Side-channel Analysis (SCA) exploits weaknesses on the implementation level [29]. More specifically, all computations running on a certain platform result in unintentional physical leakages. Those leakages are a sort of physical signatures from the reaction time, power consumption, and EM emanations released while the device was manipulating data. SCA exploits those physical signatures aiming at the key (secret data) recovery. In its basic form, SCA was proposed to perform key recovery attacks on implementation of cryptography [30, 31]. One advantage of SCA over traditional cryptanalysis is that SCA can apply a divide-and-conquer approach. Thus, instead of testing and recovering the full key at once, SCA can be used to recover small parts of the key independently, exponentially reducing the attack complexity.

However, the scope of SCA is much wider. For example, SCA was recently used to demonstrate IP theft from 3D printers [32]. Based on the analysis technique different variants of SCA are known. In the following, we recall a few analysis techniques used later in the paper. Although the following terms suggest power analysis, these techniques apply to other side-channels as well.

Ii-B1 Simple Power Analysis (SPA)

Simple power analysis, as the name suggests, is the most basic form of SCA [31]. It targets information from a sensitive computation which can be recovered from a single or a few traces.

As a common example, SPA can be used against a straightforward implementation of the RSA algorithm. Namely, the RSA exponentiation is composed of a sequence of square and multiply operations which depend on secret key bit (multiply follows square only when the secret bit is 1, else only square is executed). As square and multiply have distinct physical signatures the adversary can directly read out the key bits from e.g., a power trace on a digital oscilloscope. Similar attacks have been applied to secret-key algorithm like AES [33] but then targeting key schedule. In this work, we apply SPA to reverse engineer the architecture of the neural network.

Ii-B2 Differential Power Analysis (DPA)

DPA is an advanced form of SCA, which applies statistical techniques to recover secret from physical signatures when SPA is not possible. The attack normally tests for dependencies between actual physical signature (or measurements) and hypothetical physical signature i.e., predictions on intermediate data. The hypothetical signature is based on a leakage model and key hypothesis. With the divide-and-conquer approach, parts of the secret key (e.g., one byte) can be tested independently, allowing exhaustive search on key hypothesis. The knowledge of the leakage model comes from the adversary’s intuition and expertise. Some commonly used leakage models for representative devices are the Hamming weight for microcontrollers and the Hamming distance in FPGA, ASIC, and GPU [34, 35] platforms.

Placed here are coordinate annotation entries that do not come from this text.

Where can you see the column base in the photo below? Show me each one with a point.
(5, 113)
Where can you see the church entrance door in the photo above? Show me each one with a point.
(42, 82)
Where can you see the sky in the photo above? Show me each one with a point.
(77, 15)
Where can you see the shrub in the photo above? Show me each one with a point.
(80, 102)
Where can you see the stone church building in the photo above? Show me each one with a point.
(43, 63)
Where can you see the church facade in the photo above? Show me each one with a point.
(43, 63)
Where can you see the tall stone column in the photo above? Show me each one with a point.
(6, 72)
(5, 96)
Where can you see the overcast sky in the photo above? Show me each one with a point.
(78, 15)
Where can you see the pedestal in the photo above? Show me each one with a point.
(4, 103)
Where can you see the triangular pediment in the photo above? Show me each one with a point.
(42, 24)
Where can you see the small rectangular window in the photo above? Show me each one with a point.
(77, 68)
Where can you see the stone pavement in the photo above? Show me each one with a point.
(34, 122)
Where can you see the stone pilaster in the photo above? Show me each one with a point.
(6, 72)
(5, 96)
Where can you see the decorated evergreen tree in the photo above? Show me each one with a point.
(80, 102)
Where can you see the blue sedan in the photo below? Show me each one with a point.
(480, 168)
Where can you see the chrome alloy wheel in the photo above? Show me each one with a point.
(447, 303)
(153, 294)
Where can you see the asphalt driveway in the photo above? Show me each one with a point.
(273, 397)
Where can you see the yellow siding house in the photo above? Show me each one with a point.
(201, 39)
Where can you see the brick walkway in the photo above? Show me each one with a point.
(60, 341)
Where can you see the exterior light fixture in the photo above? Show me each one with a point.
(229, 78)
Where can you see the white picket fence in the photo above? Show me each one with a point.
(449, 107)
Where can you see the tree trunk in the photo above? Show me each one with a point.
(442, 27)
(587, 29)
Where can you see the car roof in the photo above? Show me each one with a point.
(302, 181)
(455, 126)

As the measurements can be noisy, the adversary often needs many measurements, sometimes millions. Next, statistical tests like correlation [36] are applied to identify correct key hypothesis from other wrong hypotheses. As we show later in the paper, DPA is used to recover secret weights from a pre-trained network.

Ii-B3 Horizontal Power Analysis (HPA)

HPA is another sort of side-channel attack using power as the source of leakage [37]

. While DPA recovers the secret key statistically over multiple measurements, HPA is a single trace attack exploiting several elementary operations in a single computation. The idea behind it is that identical data being manipulated even in different computation steps will have the same power signatures and can be recovered by e.g., pattern recognition techniques. HPA can be used against protected implementation, for example with exponent blinding, where an adversary is limited to only one measurement. In this paper, we use HPA to perform input recovery attack for a known network where we prove the technique to be effective for medium to large sized networks.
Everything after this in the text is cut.